This repository contains code for building a machine learning model to detect fraud in Fastag transactions. Fastag is an electronic toll collection system in India, and fraud detection in such transactions is crucial for ensuring security and reliability.
The dataset used for training and testing the model is stored in the file FastagFraudDetection.csv
. It contains information about various features related to Fastag transactions, including timestamps, geographical locations, transaction amounts, vehicle types, lane types, and more.
- Extracted useful features from timestamps such as hour, day of the week, and month.
- Applied one-hot encoding to categorical features like vehicle type and lane type.
- Used label encoding to convert the target variable (fraud indicator) into numerical format.
- Utilized Haversine distance to compute the distance of transaction locations from the city center.
- Scaled numerical features using MinMaxScaler.
- Selected relevant features based on correlation with the target variable.
- Split the dataset into training and testing sets (80% training, 20% testing).
- Handled class imbalance using RandomOverSampler to oversample the minority class.
- Trained the model using BalancedRandomForestClassifier.

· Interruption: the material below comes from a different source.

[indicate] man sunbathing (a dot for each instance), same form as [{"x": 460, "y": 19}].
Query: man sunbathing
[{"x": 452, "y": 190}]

- Made predictions on the test set and evaluated the model's performance using accuracy, classification report, and confusion matrix.
- The trained model (
model_FasttagFraudDetection.pkl
) is saved using joblib for future use.
- Python 3.x
- pandas
- numpy
- scikit-learn
- geopy
- imbalanced-learn
- seaborn
- matplotlib
- Clone the repository.
- Install the required dependencies
- Run the script to train the model and make predictions.
- Use the saved model (
model_FasttagFraudDetection.pkl
) for inference or deployment.